Sur 25 milliards de francs CFA disponibles pour financer les projets des jeunes, plus de 16 milliards restent inutilisés.

Un chiffre qui interpelle : sur les 25 milliards de francs CFA mis à disposition de la jeunesse gabonaise, seuls 8,9 milliards ont trouvé preneur. Le 17 juillet à Libreville, le député de la Djoué-Onga, Dorland Olengue, a réuni des jeunes du Haut-Ogooué pour comprendre pourquoi l'argent dort et les inciter à se lancer.

Salle de réunion avec des jeunes assis écoutant un intervenant debout devant eux.
Des jeunes du Haut-Ogooué réunis à Libreville pour une session de sensibilisation sur les financements publics disponibles.

Vingt-cinq milliards de francs CFA disponibles, huit virgule neuf milliards seulement mobilisés. Le reste, soit plus de seize milliards, attend toujours des porteurs de projets. Un paradoxe que le député de la Djoué-Onga, Dorland Olengue, a voulu regarder en face lors d'une rencontre organisée le 17 juillet à Libreville avec des jeunes originaires du Haut-Ogooué.

Un guichet ouvert, mais peu fréquenté

Ces fonds existent pour financer des activités portées par des jeunes : commerce, agriculture, artisanat, services. Sur le papier, les dispositifs sont là. Dans les faits, la grande majorité des bénéficiaires potentiels ne franchit jamais la porte des guichets.

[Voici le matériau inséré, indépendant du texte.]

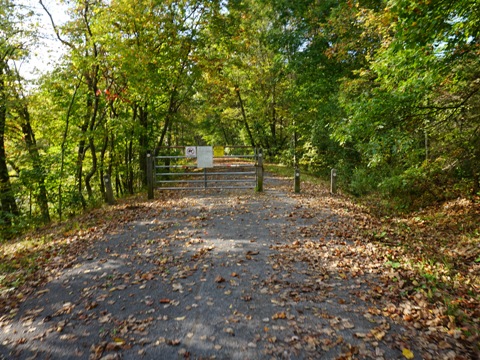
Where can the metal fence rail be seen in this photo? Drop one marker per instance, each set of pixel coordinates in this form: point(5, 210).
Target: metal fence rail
point(180, 168)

Les raisons évoquées lors de la rencontre tiennent moins à un manque de volonté qu'à un déficit d'information. Beaucoup de jeunes ignorent tout simplement l'existence de ces financements, ou renoncent devant des démarches jugées trop complexes. Le montage d'un dossier bancable reste souvent l'obstacle numéro un, faute d'accompagnement suffisant en amont.

Le rappel d'un élu de terrain

Dorland Olengue a exhorté les jeunes présents à s'approprier ces dispositifs publics plutôt que de les laisser inexploités. Son message est simple : l'argent est là, encore faut-il que les projets le soient aussi, et qu'ils soient présentés dans les formes attendues par les organismes financeurs.

Ce type d'échange direct entre élu et jeunesse répond à un besoin réel de médiation. Sur le terrain, nombre de porteurs d'idées se découragent avant même d'avoir tenté leur chance, convaincus que ces financements ne sont pas pour eux ou réservés à un cercle restreint.

Ce que ça change concrètement

Pour les jeunes du Haut-Ogooué et d'ailleurs, le message est une invitation à passer à l'action : se renseigner, se faire accompagner, et déposer un dossier. Seize milliards de francs CFA en attente, cela représente potentiellement des centaines de petites entreprises, d'ateliers ou d'exploitations agricoles qui pourraient voir le jour.

Reste la question de l'accompagnement. Sensibiliser ne suffit pas toujours si le parcours pour accéder aux fonds demeure semé d'embûches administratives. La démarche engagée par le député pourrait n'être qu'un premier pas, à suivre d'autres initiatives similaires dans les provinces, pour que l'information circule au-delà de Libreville et touche aussi les jeunes des zones plus reculées.